I. SUFFICIENCY OF THE EVIDENCE

Defendant first argues that the prosecution did not present sufficient evidence that he was guilty of attempted larceny or attempted robbery as the predicate felony for his felony-murder conviction, that he possessed a firearm, or that he shot Flewellyn.

Defendant's argument heading indicates that he is arguing insufficient evidence relative to attempted robbery, while his argument focuses on attempted larceny. The trial court instructed on both crimes.

This Court reviews a claim of insufficient evidence de novo, in the light most favorable to the prosecution, and determines whether a rational trier of fact could find the elements of the crime were proved beyond a reasonable doubt. People v Ericksen, 288 Mich App 192, 196; 793 NW2d 120 (2010). In conducting this review, this Court will not disturb the factfinder's determinations of the credibility of witnesses or the weight of the evidence. People v Passage, 277 Mich App 175, 177; 743 NW2d 746 (2007), citing People v Wolfe, 440 Mich 508, 514-515; 489 NW2d 748 (1992), amended 441 Mich 1201 (1992).

The elements of felony murder are:

(1) the killing of a human being, (2) with the intent to kill, to do great bodily harm, or to create a very high risk of death or great bodily harm with knowledge that death or great bodily harm was the probable result [i.e., malice], (3) while committing, attempting to commit, or assisting in the commission of any of the felonies specifically enumerated in [the statute . . .]. [People v Nowack, 462 Mich 392, 401; 614 NW2d 78 (2000), quoting People v Carines, 460 Mich 750, 758-759; 597 NW2d 130 (1999).]
Larceny is included as an underlying felony in the felony-murder statute. MCL 750.316(1)(b). Accordingly, attempted larceny may serve as a predicate felony. Nowack, 462 Mich at 401. Larceny is the taking of goods or property of another, without the owner's consent, and a carrying away of that property with felonious intent. People v Cain, 238 Mich App 95, 120; 605 NW2d 28 (1999), quoting People v Anderson, 7 Mich App 513, 516; 152 NW2d 40 (1967). To prove a defendant is guilty of felony-firearm, the prosecution must show he possessed or carried a firearm while committing or attempting to commit a felony. People v Johnson, 293 Mich App 79, 82-83; 808 NW2d 815 (2011). Possession can be shown with circumstantial evidence. Id. at 83. With respect to defendant's felon-in-possession conviction, MCL 750.224f provides, in relevant part:
(1) . . . [A] person convicted of a felony shall not possess, use, transport, sell, purchase, carry, ship, receive, or distribute a firearm in this state until the expiration of 3 years after all of the following circumstances exist:
(a) The person has paid all fines imposed for the violation.
(b) The person has served all terms of imprisonment imposed for the violation.
(c) The person has successfully completed all conditions of probation or parole imposed for the violation.

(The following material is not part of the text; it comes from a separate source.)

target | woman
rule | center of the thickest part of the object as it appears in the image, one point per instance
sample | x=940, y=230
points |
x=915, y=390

There was sufficient evidence presented at trial for a rational jury to conclude that the prosecution proved beyond a reasonable doubt that defendant was guilty of attempted larceny and that he shot and killed Flewellyn with a firearm during that attempt. Both defendant's brother, Darius, and the mother of his child, Baker, testified that they dropped defendant off at a gas station in Baker's blue Buick, parked at a gas pump and, a few minutes later, defendant came over to the car and mentioned "hitting a lick," meaning to steal something or rob someone. ATM records showed defendant unsuccessfully used the ATM inside the gas station, and surveillance footage showed defendant inside the gas station. According to Darius, when defendant returned to the car he said he already "had a lick," apparently meaning he had already found a target. Darius and Baker testified defendant then walked off again and they almost immediately heard two gunshots. Baker started to drive off, but heard defendant calling to her. She saw defendant coming from the area where a white Cherokee that belonged to Flewellyn was parked. Detroit Police Lieutenant Sabatini saw Flewellyn when she arrived on the scene, injured and lying near the gas station door. Flewellyn told Sabatini he had been shot by a black male, about 28 years old, with a medium build and facial hair, and that he had not given anything to the man that shot him. Flewellyn later died of his gunshot wound. Finally, the parties stipulated that defendant had a prior felony conviction and was ineligible to possess or carry a firearm as of May 29, 2009. This evidence, when viewed in the light most favorable to the prosecution, would allow a rational jury to find that the prosecution proved beyond a reasonable doubt that defendant attempted to take goods or property from Flewellyn without his consent, that defendant intended to carry away that property feloniously, that defendant was a convicted felon ineligible to possess a firearm, that defendant had a gun, and that he shot and killed Flewellyn during the attempted larceny. Vacation of defendant's convictions is not required on this ground.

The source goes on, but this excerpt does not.